There are two central bank policies that cast doubt on the strength of rupiah. First, BI has made a commitment to create rupiah liquidity by buying a minimum of Rp397.5 trillion in government bonds and up to a maximum of Rp570 trillion. Second, the policy on interest rates. On Thursday, June 16, BI once again lowered its benchmark interest rate, or the BI 7-Day Reverse Repo Rate, to 4 percent.
Considering various recent indicators, BI’s decision to lower interest rates is appropriate. Inflation rate at the end of June, for example, was only at 1.97 percent. It is the lowest in 20 years. This number is below BI’s lowest target, which is between 2 to 4 percent.
The stability of the rupiah which has persisted since early June has also become a consideration for BI to decide. The rupiah is stable because it is supported by foreign investment fund flow into government bonds, enticed by relatively high yields compared to other Asian countries. In real terms, the yield of these bonds are more meaningful due to the very low inflation of rupiah.
The combination of abundant liquidity and cheaper interest is a classic recipe to push the wheels of the economy so that it moves faster and recovers from the shock of the plague. The injection of liquidity from BI will act as a stimulus to fund government programs. Meanwhile, lower interest rates will affect credit interest and cost of capital in the business sector.

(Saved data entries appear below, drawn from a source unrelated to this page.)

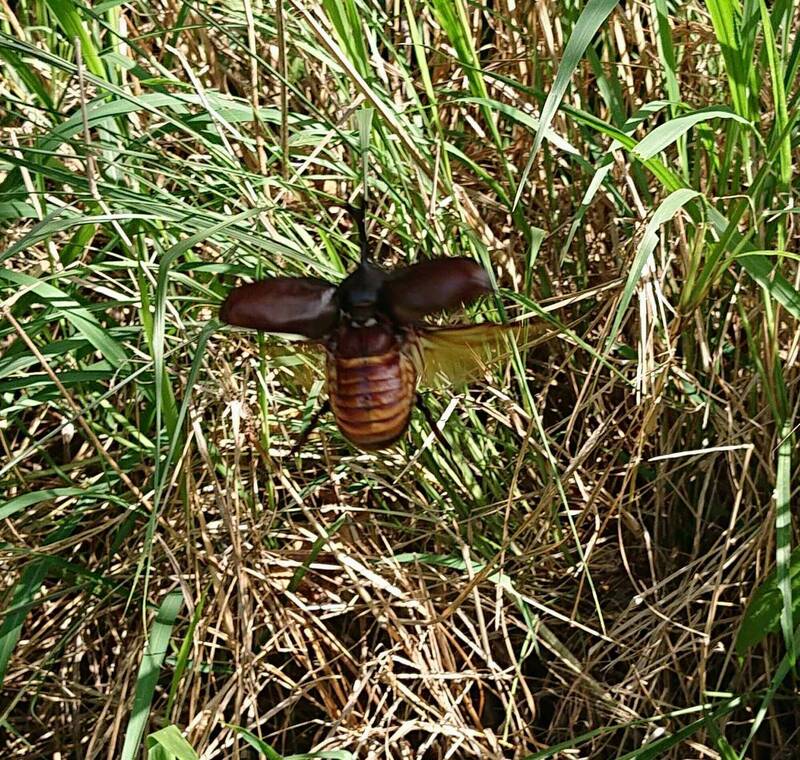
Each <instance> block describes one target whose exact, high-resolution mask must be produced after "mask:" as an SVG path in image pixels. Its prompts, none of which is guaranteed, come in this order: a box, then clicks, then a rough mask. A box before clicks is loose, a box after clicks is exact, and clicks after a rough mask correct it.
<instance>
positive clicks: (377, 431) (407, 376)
mask: <svg viewBox="0 0 800 760" xmlns="http://www.w3.org/2000/svg"><path fill="white" fill-rule="evenodd" d="M420 360H421V355H420V349H419V344H418V341H417V340H416V337H415V335H414V333H413V331H404V332H402V333H399V334H396V333H395V332H394V331H393V330H392V328H391V327H390V326H386V325H372V326H369V327H355V326H350V325H349V326H345V327H342V328H340V330H339V332H338V334H337V338H336V341H335V342H334V343H333V344H332V345H331V347H330V348H328V350H327V363H326V374H327V385H328V397H329V399H330V404H331V410H332V411H333V415H334V418H335V419H336V424H337V425H338V427H339V430H341V432H342V435H344V436H345V437H346V438H347V439H348V440H349V441H350V442H351V443H353V444H354V445H355V446H358V447H359V448H361V449H365V450H367V451H373V450H376V449H382V448H385V447H387V446H390V445H391V444H392V443H394V442H395V441H396V440H397V439H398V438H400V436H402V435H403V433H405V431H406V429H407V428H408V424H409V421H410V419H411V411H412V409H413V407H414V402H415V399H416V387H417V379H418V377H419V367H420Z"/></svg>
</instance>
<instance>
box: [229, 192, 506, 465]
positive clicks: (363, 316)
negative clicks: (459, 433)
mask: <svg viewBox="0 0 800 760" xmlns="http://www.w3.org/2000/svg"><path fill="white" fill-rule="evenodd" d="M347 208H348V211H349V212H350V213H351V214H352V215H353V217H354V219H355V222H356V227H357V230H358V237H359V248H360V252H361V258H360V261H359V264H358V266H357V267H356V269H355V270H354V271H353V272H351V273H350V274H349V275H348V276H347V278H345V279H344V280H343V281H342V282H341V283H340V284H339V285H338V286H337V285H334V284H332V283H330V282H328V281H326V280H322V279H317V278H313V277H270V278H267V279H264V280H258V281H257V282H253V283H250V284H247V285H240V286H239V287H236V288H234V289H233V290H231V292H230V293H229V294H228V297H227V298H226V299H225V301H224V303H223V304H222V307H221V309H220V319H221V320H222V321H223V322H226V323H227V324H230V325H235V326H238V327H246V328H251V329H255V330H259V331H262V332H267V333H278V334H294V335H300V336H303V337H305V338H306V339H307V341H308V342H311V343H315V344H317V345H320V346H322V347H323V348H324V350H325V354H326V364H325V374H326V385H327V394H328V400H327V401H325V402H324V404H323V405H322V406H321V407H320V408H319V409H318V410H317V411H316V413H315V414H314V415H313V417H312V419H311V422H310V423H309V425H308V426H307V427H306V429H305V431H304V432H303V434H302V435H301V437H300V439H299V440H298V442H297V443H296V444H295V446H294V448H293V451H296V450H297V449H299V448H300V447H301V446H302V445H303V443H304V442H305V441H306V439H307V438H308V436H309V435H310V433H311V432H312V430H313V429H314V427H315V426H316V423H317V422H318V420H319V418H320V417H321V416H322V415H323V414H324V413H326V412H328V411H332V412H333V416H334V418H335V420H336V424H337V426H338V427H339V430H340V431H341V433H342V435H344V437H345V438H347V439H348V440H349V441H350V443H352V444H353V445H354V446H356V447H357V448H360V449H363V450H366V451H371V450H377V449H383V448H386V447H388V446H390V445H392V444H393V443H395V442H396V441H397V440H398V439H399V438H400V437H401V436H402V435H403V434H404V433H405V432H406V430H407V429H408V426H409V423H410V419H411V412H412V410H413V408H414V406H415V405H416V406H418V407H419V408H420V410H421V411H422V412H423V414H424V415H425V418H426V419H427V421H428V423H429V424H430V425H431V427H432V428H433V430H434V432H435V433H436V434H437V435H439V431H438V429H437V428H436V426H435V424H434V423H433V420H432V419H431V416H430V413H429V412H428V409H427V407H425V405H424V404H423V403H422V400H421V398H420V396H419V395H418V393H417V385H418V383H419V381H420V379H421V378H422V377H423V376H424V375H425V374H426V364H430V365H432V366H435V365H436V360H435V359H434V354H435V353H436V352H437V351H438V350H439V349H441V351H442V352H443V353H447V352H450V353H451V354H452V353H453V350H454V349H458V348H459V347H463V349H464V350H465V351H466V352H470V351H471V352H472V353H473V356H474V355H475V351H476V348H478V347H479V346H480V345H481V344H482V343H484V342H485V341H491V340H492V339H496V336H497V335H498V331H499V330H502V329H503V326H502V325H496V324H485V325H483V324H482V325H474V326H473V325H457V326H455V327H435V326H432V325H427V324H425V323H424V322H423V321H422V320H423V318H424V317H426V316H428V315H430V314H434V313H436V312H441V311H448V310H452V309H455V308H457V307H459V306H463V305H467V304H469V303H471V302H473V301H475V300H476V299H477V298H479V297H481V296H484V295H487V294H489V293H491V292H492V287H491V284H490V280H489V276H488V274H487V273H486V271H485V270H484V269H483V268H482V267H481V266H480V265H479V264H477V263H476V262H475V261H473V260H472V259H469V258H461V257H459V258H435V259H429V260H426V261H421V262H418V263H416V264H412V265H411V266H408V267H403V268H400V269H395V270H392V271H387V270H385V269H383V268H381V267H379V266H378V265H376V264H375V263H374V262H373V261H372V260H371V257H370V250H369V244H368V239H367V231H366V223H365V214H364V209H363V206H362V207H359V208H356V207H353V206H348V207H347ZM429 360H430V361H429ZM440 366H441V365H440ZM427 369H428V370H430V367H428V368H427ZM440 440H441V438H440Z"/></svg>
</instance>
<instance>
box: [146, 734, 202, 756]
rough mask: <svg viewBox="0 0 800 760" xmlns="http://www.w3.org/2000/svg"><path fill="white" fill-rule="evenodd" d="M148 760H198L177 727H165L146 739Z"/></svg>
mask: <svg viewBox="0 0 800 760" xmlns="http://www.w3.org/2000/svg"><path fill="white" fill-rule="evenodd" d="M146 744H147V759H148V760H198V754H197V753H196V752H195V751H194V749H192V746H191V744H189V742H187V741H186V739H184V738H183V735H182V734H181V732H180V731H179V730H178V727H177V726H166V727H165V728H162V729H161V730H160V731H156V732H155V733H153V734H150V736H148V737H147V742H146Z"/></svg>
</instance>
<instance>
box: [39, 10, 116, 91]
mask: <svg viewBox="0 0 800 760" xmlns="http://www.w3.org/2000/svg"><path fill="white" fill-rule="evenodd" d="M46 2H47V4H48V5H49V6H50V9H51V10H52V11H53V15H54V16H55V17H56V19H58V23H59V25H60V26H61V28H62V29H63V30H64V33H65V34H66V36H67V39H68V40H69V42H70V44H72V42H73V40H74V39H75V38H76V37H77V38H78V39H79V40H80V41H81V55H82V56H83V59H84V61H86V66H87V68H88V69H89V71H91V72H92V74H94V75H95V76H96V77H100V78H101V79H104V78H105V76H106V73H105V70H104V68H103V62H102V61H101V60H100V56H99V55H98V53H97V48H96V47H95V44H94V41H93V40H92V38H91V36H90V34H89V32H88V31H87V29H86V24H85V22H84V20H83V19H82V18H81V17H80V15H79V14H78V11H77V10H75V4H74V3H72V2H70V0H46Z"/></svg>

Unfortunately, the market sees more on the risk factors of these two policies. The purchase of government bonds by BI, for example, is not yet done. However, the market is already calculating how the massive BI injection will inflate the amount of money circulation. Such a significant addition of rupiah will clearly dilute its value against foreign currency. Investors’ confidence on the rupiah is starting to waver.
Meanwhile, the lower interest rates has affected foreign investors’ confidence in Indonesia. So far, foreign investors have relied on a carry trade strategy to make profit in Indonesia. They borrow dollars that now have close to zero percent interest, and they invest it in rupiah. The sizable margin makes investing in rupiah more appealing. But the reverse is also true, in that smaller margins due to BI lowering interest rates will make investors reconsider their acts. The market will also weigh other risks, such as the possibility of recovery programs being held back and the government’s ability to handle the pandemic.
The negative reaction on Friday, July 17, is like a test from market. The signal is clear: the market is not convinced that the various policies for economic recovery and the handling of the pandemic are adequate. The government and the central bank should not hold back in correcting these two things, so that the rupiah does not fall too deep.